Morgan Dunn, Social Media Coordinator, goes anywhere and everywhere around Vancouver and Whistler to hike. “I love the North Shore, Squamish, and Whistler because there are so many different levels of hikes to explore. There are easy hikes with no incline, but good viewpoints, there are trails that go up and around mountains, day hikes, overnight backpacking routes, anything you could ask for! My favorite hike to take visitors to Vancouver is Lynn Canyon Park. It’s a gorgeous suspension bridge, that leads to a little, hidden, natural pool.

Hiking Tips

“Whenever I hike I bring Vega Sport Protein Bar and Vega One Meal Bar in my backpack. Depending on the length of hike may also take some Vega Sport Endurance Gels. If it’s a day trip, I’ll bring a packed lunch and fresh fruit.  I always wear sweat-wicking materials (I love lululemon), and bring a jacket in case weather rolls in or there’s an injury and I need to keep someone warm.”

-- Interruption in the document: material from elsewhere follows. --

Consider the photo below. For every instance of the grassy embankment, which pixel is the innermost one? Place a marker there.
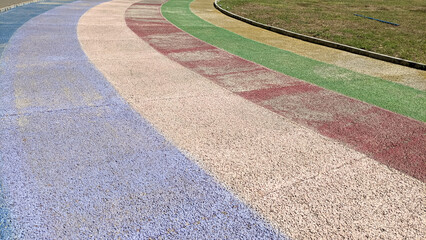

Hiking Seriously—Without Going Crazy

Carol Munro, Director of QA and R&D, started seriously hiking in 2007 when prompted by a good friend and has since hiked everywhere from Utah, to Mexico, to Peru, to Tibet. “I’ve always hiked, but just day hikes. My girlfriend had a bucket list of things to do, and one of them was to hike the West Coast Trail. We were both runners, so she convinced me to ‘train’ with her. That’s when I started hiking more seriously, with a full 40+pound pack and overnight trips. It’s a totally different kind of hiking—it’s heavy, you don’t hike normally, and you’re walking 7 to 8 hours on sand, roots, and unstable terrain. You can’t quit because there’s nowhere to go. You go forward, or you head all the way back.

Hiking Tips

“I currently like trips that are 2-3 nights long. That gives you a couple of days to explore and relax. You have to make sure you’re having fun and you’re doing it not because you have to, but because it’s fun. I’m not a proponent of going all crazy to just prove a point.

Hiking Tips

“Now I have a bucket list for hikes. Top of the list are hiking Machu Picchu (Peru), Golden Ears (BC, Canada), and Annapurna (Himalayans). I hiked at the base camp of Everest but Annapurna has very different scenery. Everest is desolate, and dry—but can’t complain having Mount Everest in the backdrop. Annapurna has more variety of forests and mountains but is still pretty intense. Altitude sickness is the biggest factor in hiking through these bigger mountains. Training at sea level, nothing compares or prepares you for what to expect.”

What trails are you tackling this summer?